Three recurring conflicts born of well-meaning but often diametrically opposed IT forces keep haunting IT systems development.
Over the past few months, I have been involved in scenes from either “Groundhog Day” or “Dawn of the Dead,” depending on where your movie preferences lie.
Specifically, I have been involved in situations where the issues that surface are all well-worn conflicts that I have faced many times before. Thus, as in "Groundhog Day," you keep facing the same issues again and again. Or, in the case of "Dawn of the Dead," zombies just keep coming at you even after you think you killed (or resolved) them.
These issues surfaced in different venues, including a system's critical design review, meetings over standardization, and security assessments. A more accurate description for these recurring issues is “systemic tensions,” as they recur because of an unsettled conflict between strong opposing forces. Many times, in and of themselves, a particular force is seen as a good thing, depending on the circumstances.
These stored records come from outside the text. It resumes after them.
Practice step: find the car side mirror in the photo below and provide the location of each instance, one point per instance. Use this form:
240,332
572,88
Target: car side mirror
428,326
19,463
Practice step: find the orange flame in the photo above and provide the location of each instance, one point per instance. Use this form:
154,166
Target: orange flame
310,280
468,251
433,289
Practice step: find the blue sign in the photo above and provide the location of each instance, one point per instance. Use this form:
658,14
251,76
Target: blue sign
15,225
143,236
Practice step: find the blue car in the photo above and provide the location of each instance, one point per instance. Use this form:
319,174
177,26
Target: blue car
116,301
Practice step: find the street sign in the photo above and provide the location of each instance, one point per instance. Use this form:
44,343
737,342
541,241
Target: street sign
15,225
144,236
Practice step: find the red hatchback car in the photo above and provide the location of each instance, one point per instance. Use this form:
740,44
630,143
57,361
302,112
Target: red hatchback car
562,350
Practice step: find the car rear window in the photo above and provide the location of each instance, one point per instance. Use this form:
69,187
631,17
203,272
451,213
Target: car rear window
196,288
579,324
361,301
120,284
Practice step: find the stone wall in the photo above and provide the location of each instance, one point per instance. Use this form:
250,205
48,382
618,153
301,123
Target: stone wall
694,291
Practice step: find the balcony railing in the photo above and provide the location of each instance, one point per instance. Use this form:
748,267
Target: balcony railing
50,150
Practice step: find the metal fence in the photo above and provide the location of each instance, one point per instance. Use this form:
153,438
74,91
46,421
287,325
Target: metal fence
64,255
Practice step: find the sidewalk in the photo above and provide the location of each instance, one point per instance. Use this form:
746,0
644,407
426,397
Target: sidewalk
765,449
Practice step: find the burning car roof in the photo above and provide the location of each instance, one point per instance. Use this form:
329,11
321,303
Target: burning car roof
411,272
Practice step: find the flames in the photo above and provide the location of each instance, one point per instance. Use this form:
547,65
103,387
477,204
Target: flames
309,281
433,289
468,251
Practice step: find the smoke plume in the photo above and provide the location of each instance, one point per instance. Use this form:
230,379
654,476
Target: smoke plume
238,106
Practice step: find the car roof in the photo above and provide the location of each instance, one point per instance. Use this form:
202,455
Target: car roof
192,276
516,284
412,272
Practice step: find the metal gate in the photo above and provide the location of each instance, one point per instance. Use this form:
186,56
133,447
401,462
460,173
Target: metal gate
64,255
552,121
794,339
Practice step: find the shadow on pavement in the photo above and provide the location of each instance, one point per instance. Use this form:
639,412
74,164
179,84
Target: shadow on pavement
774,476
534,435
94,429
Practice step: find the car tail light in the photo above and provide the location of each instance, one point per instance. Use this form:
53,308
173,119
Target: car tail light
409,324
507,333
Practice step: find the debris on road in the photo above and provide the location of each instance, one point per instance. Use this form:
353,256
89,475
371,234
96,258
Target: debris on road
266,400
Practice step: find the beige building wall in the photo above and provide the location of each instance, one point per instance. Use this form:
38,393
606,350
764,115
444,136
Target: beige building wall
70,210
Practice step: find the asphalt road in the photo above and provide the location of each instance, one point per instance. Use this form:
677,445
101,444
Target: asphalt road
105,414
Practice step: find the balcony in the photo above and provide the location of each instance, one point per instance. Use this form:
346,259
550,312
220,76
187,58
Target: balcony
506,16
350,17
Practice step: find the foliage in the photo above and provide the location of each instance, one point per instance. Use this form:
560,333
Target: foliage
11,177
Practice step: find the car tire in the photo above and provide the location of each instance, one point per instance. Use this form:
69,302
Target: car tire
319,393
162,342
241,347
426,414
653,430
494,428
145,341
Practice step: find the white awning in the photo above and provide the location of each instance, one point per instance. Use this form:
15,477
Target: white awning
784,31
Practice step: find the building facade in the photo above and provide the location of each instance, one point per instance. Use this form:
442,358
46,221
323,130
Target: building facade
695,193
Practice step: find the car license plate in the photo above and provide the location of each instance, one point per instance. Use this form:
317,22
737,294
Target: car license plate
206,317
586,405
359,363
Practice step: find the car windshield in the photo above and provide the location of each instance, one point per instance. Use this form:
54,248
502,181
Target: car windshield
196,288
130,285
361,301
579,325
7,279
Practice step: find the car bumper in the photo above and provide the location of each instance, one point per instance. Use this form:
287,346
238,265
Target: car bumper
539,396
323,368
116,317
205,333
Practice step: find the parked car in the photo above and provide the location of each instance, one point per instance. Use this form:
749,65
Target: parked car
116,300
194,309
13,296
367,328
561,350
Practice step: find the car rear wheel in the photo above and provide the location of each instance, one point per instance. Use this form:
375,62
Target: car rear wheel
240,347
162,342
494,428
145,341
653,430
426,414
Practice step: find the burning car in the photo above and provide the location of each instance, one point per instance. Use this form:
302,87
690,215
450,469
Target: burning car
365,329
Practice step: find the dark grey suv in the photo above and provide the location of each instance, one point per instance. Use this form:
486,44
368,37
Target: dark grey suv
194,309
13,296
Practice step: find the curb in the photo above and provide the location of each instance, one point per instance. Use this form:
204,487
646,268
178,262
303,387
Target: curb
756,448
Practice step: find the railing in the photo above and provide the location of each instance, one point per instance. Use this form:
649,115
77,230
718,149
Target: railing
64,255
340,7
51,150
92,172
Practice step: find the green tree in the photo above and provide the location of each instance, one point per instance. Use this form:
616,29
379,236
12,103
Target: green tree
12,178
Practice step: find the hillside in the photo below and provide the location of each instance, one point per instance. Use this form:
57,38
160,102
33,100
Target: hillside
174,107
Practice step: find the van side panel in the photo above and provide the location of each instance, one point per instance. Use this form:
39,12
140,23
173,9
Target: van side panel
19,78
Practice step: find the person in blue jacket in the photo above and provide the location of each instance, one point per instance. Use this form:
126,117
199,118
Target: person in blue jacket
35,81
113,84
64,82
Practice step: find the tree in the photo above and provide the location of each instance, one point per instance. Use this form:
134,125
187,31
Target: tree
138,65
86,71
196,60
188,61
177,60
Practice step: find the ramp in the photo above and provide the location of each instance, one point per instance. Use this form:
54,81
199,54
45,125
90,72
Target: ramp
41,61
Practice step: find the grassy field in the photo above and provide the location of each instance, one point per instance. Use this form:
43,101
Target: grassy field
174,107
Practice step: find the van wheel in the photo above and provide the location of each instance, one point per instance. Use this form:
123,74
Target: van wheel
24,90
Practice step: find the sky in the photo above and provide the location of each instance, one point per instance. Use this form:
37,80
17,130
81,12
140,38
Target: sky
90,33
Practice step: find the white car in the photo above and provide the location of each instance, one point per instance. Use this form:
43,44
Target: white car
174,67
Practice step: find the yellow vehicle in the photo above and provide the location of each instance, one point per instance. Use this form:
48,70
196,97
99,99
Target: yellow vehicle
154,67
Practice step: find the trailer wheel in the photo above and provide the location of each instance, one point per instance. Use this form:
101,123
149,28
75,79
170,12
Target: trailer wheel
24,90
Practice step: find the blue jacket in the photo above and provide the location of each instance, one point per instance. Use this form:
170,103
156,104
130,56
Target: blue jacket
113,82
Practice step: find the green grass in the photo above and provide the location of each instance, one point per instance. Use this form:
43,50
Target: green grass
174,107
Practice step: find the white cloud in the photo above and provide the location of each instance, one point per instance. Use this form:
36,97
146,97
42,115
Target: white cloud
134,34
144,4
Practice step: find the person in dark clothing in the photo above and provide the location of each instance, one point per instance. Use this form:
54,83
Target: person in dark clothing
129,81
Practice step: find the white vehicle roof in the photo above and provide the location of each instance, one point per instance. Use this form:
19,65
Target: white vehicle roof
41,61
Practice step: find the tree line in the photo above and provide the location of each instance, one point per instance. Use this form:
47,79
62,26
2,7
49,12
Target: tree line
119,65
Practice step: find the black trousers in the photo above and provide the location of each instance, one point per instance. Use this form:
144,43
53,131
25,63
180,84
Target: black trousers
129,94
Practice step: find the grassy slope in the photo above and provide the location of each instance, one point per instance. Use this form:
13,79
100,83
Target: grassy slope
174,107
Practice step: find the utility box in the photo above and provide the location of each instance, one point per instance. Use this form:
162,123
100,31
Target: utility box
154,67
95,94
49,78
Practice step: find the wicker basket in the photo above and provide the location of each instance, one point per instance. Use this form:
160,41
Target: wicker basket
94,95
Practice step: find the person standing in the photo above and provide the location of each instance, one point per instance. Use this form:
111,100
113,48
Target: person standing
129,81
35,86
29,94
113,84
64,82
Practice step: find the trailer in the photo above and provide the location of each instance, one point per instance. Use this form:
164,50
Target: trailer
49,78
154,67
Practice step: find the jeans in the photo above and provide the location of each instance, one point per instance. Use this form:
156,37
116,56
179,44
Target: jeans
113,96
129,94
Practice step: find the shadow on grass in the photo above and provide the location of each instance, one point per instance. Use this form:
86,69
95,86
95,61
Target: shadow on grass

In such cases, a systemic tension is created (and lingers) when two forces — both considered similarly useful — are in opposition.
Speed versus quality
Performance has been at the center of IT debates for longer than I have been alive. These debates normally surround the performance of hardware, the performance of software applications, and, more recently, the performance — or speed — of the development process.
Speed of development is a particularly important issue for government IT management and was even a major target of former Federal CIO Vivek Kundra’s 25-point plan to reform federal IT management. Even so, it can be taken too far. As I’ve said before, you don’t fit “agile” software development; agile must fit you. In other words, don’t force agile when you are either not set up for it (in terms of customer involvement) or the demands of the system require more up-front design.
In a recent critical design review, it was interesting to witness a self-proclaimed agile development team choose a dynamic programming language, benchmarked at 30 to 50 times slower than traditional alternatives, because it fit into their “agile mindset” in direct contradiction to the systems performance and complexity requirements. In other words, in that decision and several others, they chose speed of development over system quality. For mission-critical systems, I never choose speed over quality. As is evidenced by Apple’s success, the catchphrase “It just works” should be the top priority.
Standardization versus innovation
In the eternal standardization battle, I recently witnessed a zombie slugfest between the forces of interoperability (via standardization) and the forces of “leave me alone to do my own thing because I know better and you don’t understand my ‘special’ circumstances.” A key tipping point in the tension between these opposing forces is the understanding that the maturity of the technology should influence where the scale tips. In general, the greater the maturity, the more you lean toward standardization. For less mature (or stable) environments, innovation is needed.
Security versus productivity
My company recently completed a security architecture for electronic reporting, and currently I am performing some cybersecurity research. In both cases, another obvious and systemic IT tension arose. Simply stated, security measures are costly. They are often in direct conflict with productivity. By their very nature, they slow things down. On the other hand, we all clearly see that the threat is real and growing. For the government’s part, where to fall in this tension between forces is easy — you must err on the side of security.
Systemic IT tensions are both interesting and unfortunate phenomena because they can cause you to waste many hours retreading old ground. Understanding their root causes and where the scale should tip in your particular situation can short-circuit the tension and allow you to move forward.